8. “Sou a favor da transição energética, acho necessário, ocorre que essa transição vai demorar pelo menos 50 anos e não podemos ser proibidos de pesquisar e até de explorar petróleo para nosso povo, para gerar emprego, gerar renda.” (Clécio Luís)
FALSO –
O IPCC, o painel do clima da ONU, deixou claríssimo em seu Sexto Relatório de Avaliação, em 2021, que a humanidade precisa alcançar emissão líquida zero em 2050 se quiser ter 66% de chance ou mais de limitar o aquecimento global em 1,5ºC, como preconiza o Acordo de Paris. A transição energética, portanto, precisará acontecer em metade do tempo previsto pelos governadores do Amapá e do Pará (Helder Barbalho, candidato a anfitrião da COP30, também tem falado em 50 anos). A Agência Internacional de Energia, em seu relatório de 2021 que estabeleceu a trajetória para a estabilização em 1,5ºC, afirmou que nenhum campo novo de petróleo poderia ser licenciado no mundo a partir de 2021 se a humanidade estivesse falando sério sobre estancar a crise climática. Isso exigirá zerar as vendas de novos carros a combustão interna em 2035 e reduzir a demanda por petróleo de 93 milhões para menos de 25 milhões de barris por dia.

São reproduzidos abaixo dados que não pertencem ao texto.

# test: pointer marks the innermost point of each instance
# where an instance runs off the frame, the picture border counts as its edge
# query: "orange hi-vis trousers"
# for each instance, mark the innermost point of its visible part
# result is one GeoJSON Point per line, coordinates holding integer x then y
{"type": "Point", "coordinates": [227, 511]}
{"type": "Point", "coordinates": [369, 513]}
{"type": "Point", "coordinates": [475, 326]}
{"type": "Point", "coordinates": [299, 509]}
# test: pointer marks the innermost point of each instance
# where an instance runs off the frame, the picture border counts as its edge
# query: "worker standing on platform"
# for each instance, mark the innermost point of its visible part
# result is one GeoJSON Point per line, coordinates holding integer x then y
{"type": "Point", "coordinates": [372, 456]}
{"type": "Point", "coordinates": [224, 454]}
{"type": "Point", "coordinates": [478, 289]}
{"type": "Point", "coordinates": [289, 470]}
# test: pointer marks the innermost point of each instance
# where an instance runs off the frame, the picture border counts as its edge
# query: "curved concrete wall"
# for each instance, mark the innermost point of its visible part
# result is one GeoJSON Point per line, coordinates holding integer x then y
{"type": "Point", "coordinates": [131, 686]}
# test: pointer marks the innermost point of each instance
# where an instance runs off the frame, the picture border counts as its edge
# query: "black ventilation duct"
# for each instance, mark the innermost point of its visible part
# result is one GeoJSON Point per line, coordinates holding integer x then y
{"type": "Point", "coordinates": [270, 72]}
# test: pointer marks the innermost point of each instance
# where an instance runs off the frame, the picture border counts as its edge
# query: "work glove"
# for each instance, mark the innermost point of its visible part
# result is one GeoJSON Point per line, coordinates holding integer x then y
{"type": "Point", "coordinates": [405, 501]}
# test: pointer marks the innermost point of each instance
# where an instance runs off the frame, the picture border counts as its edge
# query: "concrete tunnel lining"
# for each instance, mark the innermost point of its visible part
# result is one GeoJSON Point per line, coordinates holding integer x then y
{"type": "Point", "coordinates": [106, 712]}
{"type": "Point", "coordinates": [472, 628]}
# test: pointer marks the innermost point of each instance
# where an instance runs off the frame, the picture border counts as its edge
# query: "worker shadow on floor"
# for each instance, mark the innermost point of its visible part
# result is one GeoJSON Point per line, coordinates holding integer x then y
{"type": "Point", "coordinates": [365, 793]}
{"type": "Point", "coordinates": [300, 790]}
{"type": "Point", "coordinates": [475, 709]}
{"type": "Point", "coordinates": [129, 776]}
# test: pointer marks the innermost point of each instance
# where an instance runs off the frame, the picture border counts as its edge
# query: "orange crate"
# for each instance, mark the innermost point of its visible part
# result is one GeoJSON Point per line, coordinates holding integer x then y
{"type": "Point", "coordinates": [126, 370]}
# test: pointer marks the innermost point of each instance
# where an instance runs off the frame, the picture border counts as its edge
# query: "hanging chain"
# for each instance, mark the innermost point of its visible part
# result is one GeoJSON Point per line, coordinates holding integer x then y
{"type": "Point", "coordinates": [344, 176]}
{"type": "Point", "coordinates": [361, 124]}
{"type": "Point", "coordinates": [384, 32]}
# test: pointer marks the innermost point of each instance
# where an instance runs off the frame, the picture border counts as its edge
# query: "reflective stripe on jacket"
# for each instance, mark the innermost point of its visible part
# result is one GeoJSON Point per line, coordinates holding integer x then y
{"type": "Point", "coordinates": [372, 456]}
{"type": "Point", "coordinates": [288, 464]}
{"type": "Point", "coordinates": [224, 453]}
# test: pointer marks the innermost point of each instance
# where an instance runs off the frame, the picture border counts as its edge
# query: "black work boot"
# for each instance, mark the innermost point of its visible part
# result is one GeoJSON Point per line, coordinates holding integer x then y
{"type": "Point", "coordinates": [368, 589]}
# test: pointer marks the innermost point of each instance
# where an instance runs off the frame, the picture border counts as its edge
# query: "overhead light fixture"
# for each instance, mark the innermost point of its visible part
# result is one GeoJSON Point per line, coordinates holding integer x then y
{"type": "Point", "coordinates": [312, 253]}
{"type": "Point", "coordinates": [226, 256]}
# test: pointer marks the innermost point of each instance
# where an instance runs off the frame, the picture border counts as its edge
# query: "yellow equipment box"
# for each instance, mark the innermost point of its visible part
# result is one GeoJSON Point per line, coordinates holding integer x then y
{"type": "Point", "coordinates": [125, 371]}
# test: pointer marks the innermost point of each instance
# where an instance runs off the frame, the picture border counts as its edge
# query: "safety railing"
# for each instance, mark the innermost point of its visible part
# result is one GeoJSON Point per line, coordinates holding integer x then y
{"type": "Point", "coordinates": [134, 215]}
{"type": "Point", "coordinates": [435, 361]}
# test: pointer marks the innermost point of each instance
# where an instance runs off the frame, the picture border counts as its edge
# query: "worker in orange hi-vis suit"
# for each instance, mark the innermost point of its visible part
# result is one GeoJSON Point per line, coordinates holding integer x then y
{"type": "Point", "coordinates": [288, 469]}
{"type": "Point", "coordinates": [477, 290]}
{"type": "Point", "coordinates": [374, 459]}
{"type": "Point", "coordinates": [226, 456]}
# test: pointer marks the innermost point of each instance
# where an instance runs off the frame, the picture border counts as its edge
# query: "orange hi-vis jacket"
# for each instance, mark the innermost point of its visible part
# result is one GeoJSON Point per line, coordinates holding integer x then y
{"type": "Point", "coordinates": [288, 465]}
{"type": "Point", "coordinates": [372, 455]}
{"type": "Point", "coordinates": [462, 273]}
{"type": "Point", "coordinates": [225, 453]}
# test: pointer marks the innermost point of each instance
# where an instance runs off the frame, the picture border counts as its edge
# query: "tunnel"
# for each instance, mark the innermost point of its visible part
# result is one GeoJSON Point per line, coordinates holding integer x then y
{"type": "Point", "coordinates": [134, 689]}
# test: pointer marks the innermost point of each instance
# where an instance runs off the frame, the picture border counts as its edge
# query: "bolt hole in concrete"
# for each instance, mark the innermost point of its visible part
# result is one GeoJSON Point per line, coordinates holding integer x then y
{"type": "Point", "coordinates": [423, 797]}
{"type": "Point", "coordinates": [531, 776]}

9. “Não tem nenhuma ameaça ambiental. O mesmo risco ambiental que tem nesse lugar tem na exploração da costa fluminense, tem na costa de Sergipe ou na costa do Rio Grande do Norte” (Randolfe Rodrigues)
INVERIFICÁVEL –
Não é possível medir risco (entendido como probabilidade x consequência) numa área pouco estudada. Além disso, o que se sabe até agora sobre a Foz do Amazonas é que ela é ambientalmente sensível e que os planos de contingência são muito mais difíceis de operar ali do que em outras áreas — o porto que atenderia a resposta a emergências é o de Belém, a 850 km do bloco 59, e o tempo de navegação até o local, segundo o parecer do Ibama, seria de 43 horas, contra 10 a 15 horas que o óleo levaria para atingir a Guiana Francesa. Além da dificuldade de acesso, a existência de mangues e áreas protegidas no litoral do Pará, do Amapá e da Guiana Francesa aumenta, em tese, o impacto de um vazamento com óleo chegando à costa.

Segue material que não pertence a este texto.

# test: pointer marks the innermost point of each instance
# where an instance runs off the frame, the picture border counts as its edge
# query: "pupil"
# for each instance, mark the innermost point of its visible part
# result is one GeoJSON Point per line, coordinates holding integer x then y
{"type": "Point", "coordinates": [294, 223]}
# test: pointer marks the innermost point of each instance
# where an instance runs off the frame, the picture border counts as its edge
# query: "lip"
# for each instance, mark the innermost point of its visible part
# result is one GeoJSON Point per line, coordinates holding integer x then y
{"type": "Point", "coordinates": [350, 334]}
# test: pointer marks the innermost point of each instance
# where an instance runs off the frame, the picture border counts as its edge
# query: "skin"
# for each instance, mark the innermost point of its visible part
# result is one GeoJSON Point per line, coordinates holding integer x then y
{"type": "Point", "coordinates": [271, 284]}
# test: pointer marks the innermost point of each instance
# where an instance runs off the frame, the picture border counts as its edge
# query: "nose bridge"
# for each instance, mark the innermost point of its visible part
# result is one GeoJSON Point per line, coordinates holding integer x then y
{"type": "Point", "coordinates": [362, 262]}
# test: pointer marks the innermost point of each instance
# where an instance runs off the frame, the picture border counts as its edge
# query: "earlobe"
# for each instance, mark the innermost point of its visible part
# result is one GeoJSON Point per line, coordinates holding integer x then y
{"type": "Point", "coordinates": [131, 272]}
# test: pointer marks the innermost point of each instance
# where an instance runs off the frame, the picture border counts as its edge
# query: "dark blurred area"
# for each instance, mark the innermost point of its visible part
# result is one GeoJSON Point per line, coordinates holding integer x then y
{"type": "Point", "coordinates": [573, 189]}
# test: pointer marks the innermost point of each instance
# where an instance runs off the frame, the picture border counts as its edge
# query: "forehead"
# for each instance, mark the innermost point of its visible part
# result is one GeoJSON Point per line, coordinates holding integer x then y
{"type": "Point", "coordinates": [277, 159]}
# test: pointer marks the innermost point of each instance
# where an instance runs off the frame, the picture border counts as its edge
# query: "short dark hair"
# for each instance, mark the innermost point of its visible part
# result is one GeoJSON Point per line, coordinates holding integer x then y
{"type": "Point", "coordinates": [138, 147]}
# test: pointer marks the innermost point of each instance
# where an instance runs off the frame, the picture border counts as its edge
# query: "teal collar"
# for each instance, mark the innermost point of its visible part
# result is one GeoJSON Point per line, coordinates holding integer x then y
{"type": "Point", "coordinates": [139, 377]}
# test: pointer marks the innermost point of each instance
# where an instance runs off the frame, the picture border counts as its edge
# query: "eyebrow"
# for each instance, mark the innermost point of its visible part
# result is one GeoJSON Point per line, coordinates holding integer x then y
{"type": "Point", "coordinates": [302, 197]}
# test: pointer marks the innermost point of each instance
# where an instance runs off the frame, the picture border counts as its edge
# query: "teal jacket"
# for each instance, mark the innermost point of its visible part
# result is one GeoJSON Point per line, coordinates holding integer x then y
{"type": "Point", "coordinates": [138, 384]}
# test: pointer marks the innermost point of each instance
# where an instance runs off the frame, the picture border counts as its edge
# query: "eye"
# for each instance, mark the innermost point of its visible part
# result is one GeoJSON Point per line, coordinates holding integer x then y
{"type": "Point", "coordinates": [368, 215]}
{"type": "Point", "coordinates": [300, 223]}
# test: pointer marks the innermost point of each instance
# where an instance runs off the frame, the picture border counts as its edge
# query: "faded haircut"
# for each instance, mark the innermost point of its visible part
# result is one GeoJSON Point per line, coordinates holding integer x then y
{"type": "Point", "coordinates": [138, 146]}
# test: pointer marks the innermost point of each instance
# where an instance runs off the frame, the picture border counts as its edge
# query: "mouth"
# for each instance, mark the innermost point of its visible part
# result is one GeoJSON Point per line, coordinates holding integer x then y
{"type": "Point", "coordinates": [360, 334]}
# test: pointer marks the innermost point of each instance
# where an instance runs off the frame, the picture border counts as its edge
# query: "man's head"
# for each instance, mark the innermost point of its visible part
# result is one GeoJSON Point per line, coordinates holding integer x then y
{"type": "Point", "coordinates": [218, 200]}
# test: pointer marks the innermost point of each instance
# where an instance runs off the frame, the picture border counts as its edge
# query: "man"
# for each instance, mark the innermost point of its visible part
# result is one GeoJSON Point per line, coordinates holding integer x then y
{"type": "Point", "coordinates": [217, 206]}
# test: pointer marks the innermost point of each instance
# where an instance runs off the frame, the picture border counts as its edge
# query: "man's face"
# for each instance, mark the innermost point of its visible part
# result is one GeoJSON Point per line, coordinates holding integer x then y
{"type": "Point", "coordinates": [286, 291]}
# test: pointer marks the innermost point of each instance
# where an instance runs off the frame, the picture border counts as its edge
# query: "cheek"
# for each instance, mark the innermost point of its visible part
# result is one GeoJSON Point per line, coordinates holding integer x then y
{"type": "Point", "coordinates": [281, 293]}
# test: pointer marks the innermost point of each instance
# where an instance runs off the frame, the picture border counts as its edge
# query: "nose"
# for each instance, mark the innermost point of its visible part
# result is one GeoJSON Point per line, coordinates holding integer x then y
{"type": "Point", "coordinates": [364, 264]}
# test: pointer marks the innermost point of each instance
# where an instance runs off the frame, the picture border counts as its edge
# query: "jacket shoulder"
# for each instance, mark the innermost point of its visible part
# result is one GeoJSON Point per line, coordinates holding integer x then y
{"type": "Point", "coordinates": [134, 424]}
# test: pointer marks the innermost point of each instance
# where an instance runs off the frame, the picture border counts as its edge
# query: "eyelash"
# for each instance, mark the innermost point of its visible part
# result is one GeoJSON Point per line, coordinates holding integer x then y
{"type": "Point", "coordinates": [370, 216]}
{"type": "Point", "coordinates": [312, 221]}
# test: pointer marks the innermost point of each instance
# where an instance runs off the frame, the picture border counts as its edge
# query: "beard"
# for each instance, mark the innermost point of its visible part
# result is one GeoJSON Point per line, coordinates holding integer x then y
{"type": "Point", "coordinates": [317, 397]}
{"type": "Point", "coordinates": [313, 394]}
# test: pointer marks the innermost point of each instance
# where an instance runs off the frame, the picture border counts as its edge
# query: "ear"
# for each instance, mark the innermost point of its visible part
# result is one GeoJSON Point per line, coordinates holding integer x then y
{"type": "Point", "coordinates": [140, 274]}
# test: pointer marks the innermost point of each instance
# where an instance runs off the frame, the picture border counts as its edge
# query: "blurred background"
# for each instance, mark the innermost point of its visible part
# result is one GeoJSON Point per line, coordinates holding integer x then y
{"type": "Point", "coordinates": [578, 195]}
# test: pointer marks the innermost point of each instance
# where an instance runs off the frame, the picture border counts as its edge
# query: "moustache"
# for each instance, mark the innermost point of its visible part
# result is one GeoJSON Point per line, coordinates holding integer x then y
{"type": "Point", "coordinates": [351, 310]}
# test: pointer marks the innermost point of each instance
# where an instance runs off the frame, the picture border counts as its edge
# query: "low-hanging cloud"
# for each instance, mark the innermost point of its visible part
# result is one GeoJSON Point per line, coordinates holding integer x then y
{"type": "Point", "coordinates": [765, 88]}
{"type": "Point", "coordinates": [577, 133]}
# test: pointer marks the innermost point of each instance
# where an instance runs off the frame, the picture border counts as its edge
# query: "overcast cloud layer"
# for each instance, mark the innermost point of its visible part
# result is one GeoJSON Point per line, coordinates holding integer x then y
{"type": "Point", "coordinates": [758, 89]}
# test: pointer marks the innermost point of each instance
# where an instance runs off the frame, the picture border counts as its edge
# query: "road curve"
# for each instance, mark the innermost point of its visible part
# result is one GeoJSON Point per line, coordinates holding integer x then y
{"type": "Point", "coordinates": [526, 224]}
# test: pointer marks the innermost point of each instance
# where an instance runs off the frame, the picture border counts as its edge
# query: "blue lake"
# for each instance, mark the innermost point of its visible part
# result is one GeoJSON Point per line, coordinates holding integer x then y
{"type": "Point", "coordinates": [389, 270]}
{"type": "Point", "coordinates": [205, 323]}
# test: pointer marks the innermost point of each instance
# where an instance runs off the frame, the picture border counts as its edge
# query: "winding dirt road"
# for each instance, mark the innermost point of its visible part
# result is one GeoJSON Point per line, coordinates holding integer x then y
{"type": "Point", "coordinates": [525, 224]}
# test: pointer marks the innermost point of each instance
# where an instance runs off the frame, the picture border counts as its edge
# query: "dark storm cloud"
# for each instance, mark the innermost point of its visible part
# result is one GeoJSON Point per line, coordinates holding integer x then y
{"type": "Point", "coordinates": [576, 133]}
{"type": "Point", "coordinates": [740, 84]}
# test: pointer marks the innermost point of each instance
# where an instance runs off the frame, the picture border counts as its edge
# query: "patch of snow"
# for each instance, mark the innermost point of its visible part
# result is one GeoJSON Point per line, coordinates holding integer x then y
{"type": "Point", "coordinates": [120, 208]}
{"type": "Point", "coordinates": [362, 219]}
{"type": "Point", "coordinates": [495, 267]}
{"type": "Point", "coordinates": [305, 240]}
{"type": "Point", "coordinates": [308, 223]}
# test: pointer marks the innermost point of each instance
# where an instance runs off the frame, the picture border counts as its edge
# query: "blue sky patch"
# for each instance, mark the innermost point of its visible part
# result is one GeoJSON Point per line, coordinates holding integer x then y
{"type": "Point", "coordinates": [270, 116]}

10. “Posso admitir que a França explore petróleo nessa mesma bacia há dez anos e o Brasil não se permita a pesquisar a oportunidade para que uma empresa da dimensão da Petrobras faça o mesmo?” (Helder Barbalho)
FALSO –
A França não explora petróleo na região; o país veda a exploração de óleo em suas águas territoriais desde 2017, e isso inclui a Guiana Francesa. Quem explora petróleo no litoral norte da América do Sul é a Guiana, a 700 km da costa do Oiapoque e a 1.200 km da boca do Amazonas em linha reta. É uma distância comparável à que separa a bacia de Santos do Uruguai.
* Editado às 17h45 de 24/05 para incluir informação sobre audiências públicas realizadas pelo Ibama.